Back in the 1980s Ronald Reagan and Margaret Thatcher in their separate fiefdoms got the idea that if you loaded the richest people with even more money then some of it would trickle down and maybe land in the pockets of the poorest. So they cut taxes at the top end. For themselves and their chums.

It was a crap notion and didn’t work because people aren’t like that, and anyway it’s the most offensive thing to tell a population of paupers. But neither Reagan nor Thatcher thought there was much wrong with offending those less fortunate than themselves and were happy to espouse the virtues of trickle-down economics. It tended to work like this: taxes were cut for the rich who have bank accounts in tax-free havens where they could squirrel their money away leading to greater inequality between the haves and the have-nots leading to more borrowing by the poor leading to the economy slowing down as they default, finally leading to slower growth.

But the worst element of it was the notion that money trickling down from overflowing pockets just might benefit the poor. It’s not at all pleasant being told you can take the scraps off someone else’s table, or starve. It divided society even more into the haves and the have-nots.

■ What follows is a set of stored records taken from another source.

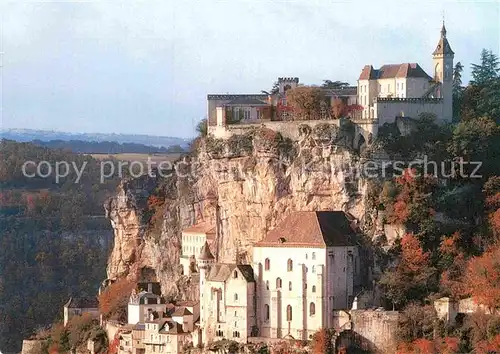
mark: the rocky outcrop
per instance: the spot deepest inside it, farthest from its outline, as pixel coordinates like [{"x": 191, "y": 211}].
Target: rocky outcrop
[{"x": 252, "y": 181}]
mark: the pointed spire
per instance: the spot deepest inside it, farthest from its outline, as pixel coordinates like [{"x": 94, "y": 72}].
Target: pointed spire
[
  {"x": 443, "y": 47},
  {"x": 205, "y": 254},
  {"x": 443, "y": 31}
]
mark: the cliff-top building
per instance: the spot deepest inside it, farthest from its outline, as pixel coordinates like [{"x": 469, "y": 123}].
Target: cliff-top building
[{"x": 380, "y": 96}]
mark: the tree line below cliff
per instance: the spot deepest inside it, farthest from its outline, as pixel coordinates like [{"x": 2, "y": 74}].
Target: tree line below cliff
[{"x": 54, "y": 239}]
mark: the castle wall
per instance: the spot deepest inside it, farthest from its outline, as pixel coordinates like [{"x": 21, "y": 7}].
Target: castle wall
[
  {"x": 386, "y": 110},
  {"x": 371, "y": 330},
  {"x": 289, "y": 129}
]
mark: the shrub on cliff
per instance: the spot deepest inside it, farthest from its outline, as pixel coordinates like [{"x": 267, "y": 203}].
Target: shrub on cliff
[{"x": 114, "y": 299}]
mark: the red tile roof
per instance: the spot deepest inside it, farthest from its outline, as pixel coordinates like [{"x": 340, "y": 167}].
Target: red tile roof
[
  {"x": 390, "y": 71},
  {"x": 311, "y": 229},
  {"x": 203, "y": 227}
]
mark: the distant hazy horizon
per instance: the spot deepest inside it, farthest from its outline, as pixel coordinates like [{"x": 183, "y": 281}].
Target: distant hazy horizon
[{"x": 146, "y": 68}]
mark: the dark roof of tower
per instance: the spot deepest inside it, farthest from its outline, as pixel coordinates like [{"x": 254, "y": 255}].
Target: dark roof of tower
[
  {"x": 390, "y": 71},
  {"x": 205, "y": 254},
  {"x": 311, "y": 229},
  {"x": 443, "y": 47}
]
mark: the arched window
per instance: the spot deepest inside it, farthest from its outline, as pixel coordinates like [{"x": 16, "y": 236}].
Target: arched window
[
  {"x": 266, "y": 312},
  {"x": 312, "y": 309},
  {"x": 289, "y": 313}
]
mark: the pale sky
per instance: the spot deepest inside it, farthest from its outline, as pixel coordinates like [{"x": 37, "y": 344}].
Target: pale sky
[{"x": 145, "y": 67}]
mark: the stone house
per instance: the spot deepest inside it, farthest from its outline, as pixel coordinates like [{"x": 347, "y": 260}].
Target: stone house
[
  {"x": 305, "y": 268},
  {"x": 193, "y": 239},
  {"x": 164, "y": 336},
  {"x": 141, "y": 304}
]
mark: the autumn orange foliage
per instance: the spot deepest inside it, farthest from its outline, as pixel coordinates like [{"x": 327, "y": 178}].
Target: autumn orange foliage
[
  {"x": 447, "y": 345},
  {"x": 483, "y": 278}
]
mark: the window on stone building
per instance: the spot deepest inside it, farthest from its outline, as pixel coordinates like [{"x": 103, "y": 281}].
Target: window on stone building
[
  {"x": 312, "y": 309},
  {"x": 267, "y": 264},
  {"x": 289, "y": 313}
]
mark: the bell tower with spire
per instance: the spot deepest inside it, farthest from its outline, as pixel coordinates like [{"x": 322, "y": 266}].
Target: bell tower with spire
[{"x": 443, "y": 73}]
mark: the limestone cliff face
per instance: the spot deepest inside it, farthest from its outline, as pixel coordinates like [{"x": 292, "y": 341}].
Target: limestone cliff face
[{"x": 253, "y": 181}]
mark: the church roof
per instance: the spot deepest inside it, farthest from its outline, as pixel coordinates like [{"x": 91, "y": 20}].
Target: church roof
[
  {"x": 204, "y": 227},
  {"x": 390, "y": 71},
  {"x": 221, "y": 272},
  {"x": 89, "y": 302},
  {"x": 311, "y": 229},
  {"x": 205, "y": 254},
  {"x": 443, "y": 47}
]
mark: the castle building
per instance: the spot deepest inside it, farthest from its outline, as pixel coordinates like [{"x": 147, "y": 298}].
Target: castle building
[
  {"x": 193, "y": 239},
  {"x": 305, "y": 269},
  {"x": 380, "y": 96},
  {"x": 141, "y": 304},
  {"x": 407, "y": 90}
]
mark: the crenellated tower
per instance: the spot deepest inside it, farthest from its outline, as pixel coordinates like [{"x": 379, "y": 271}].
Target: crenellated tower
[
  {"x": 443, "y": 73},
  {"x": 205, "y": 262}
]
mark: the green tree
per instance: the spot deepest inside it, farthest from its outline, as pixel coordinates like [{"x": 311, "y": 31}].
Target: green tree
[
  {"x": 202, "y": 127},
  {"x": 487, "y": 70},
  {"x": 486, "y": 84}
]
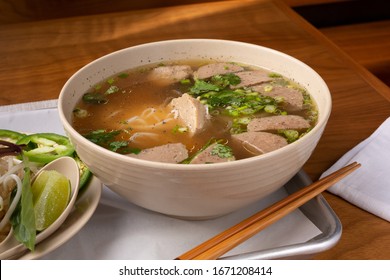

But in the UK that didn’t matter. The Prime Minister declared that there was no such thing as society anyway and proceeded to prove her point by having a personal vendetta against the mining industry among several other vital elements of our economy, like steel.

Miners may have believed they deserved a bigger slice of the cake. After all, they risked their lives every day that they worked underground yet those who owned the cake rarely risked anything at all. And that’s a fact. Mining accidents, underground explosions etc. killed and maimed many, many men whilst the Prime Minister with the vendetta barely squeezed a pimple and not a penny from her pocket trickled down to anyone.

But that was and still is the Tory way. There’s still an economic crises, as a nation we don’t earn enough. And why might that be? Because the woman in charge several decades ago destroyed industries in order to prove a personal point that I’ve never understood. We’re suffering still – at least, the poor are.

Because it’s they who will find their budgets squeezed further by a Government that was elected by a minority, and all because of gross incompetence by an earlier government, in the 1980s.

And will somebody explain why, when that earlier prime minister died, we had to fork out over three million pounds to bury her?

It just doesn’t make sense, it didn’t then, though I was glad to see her go.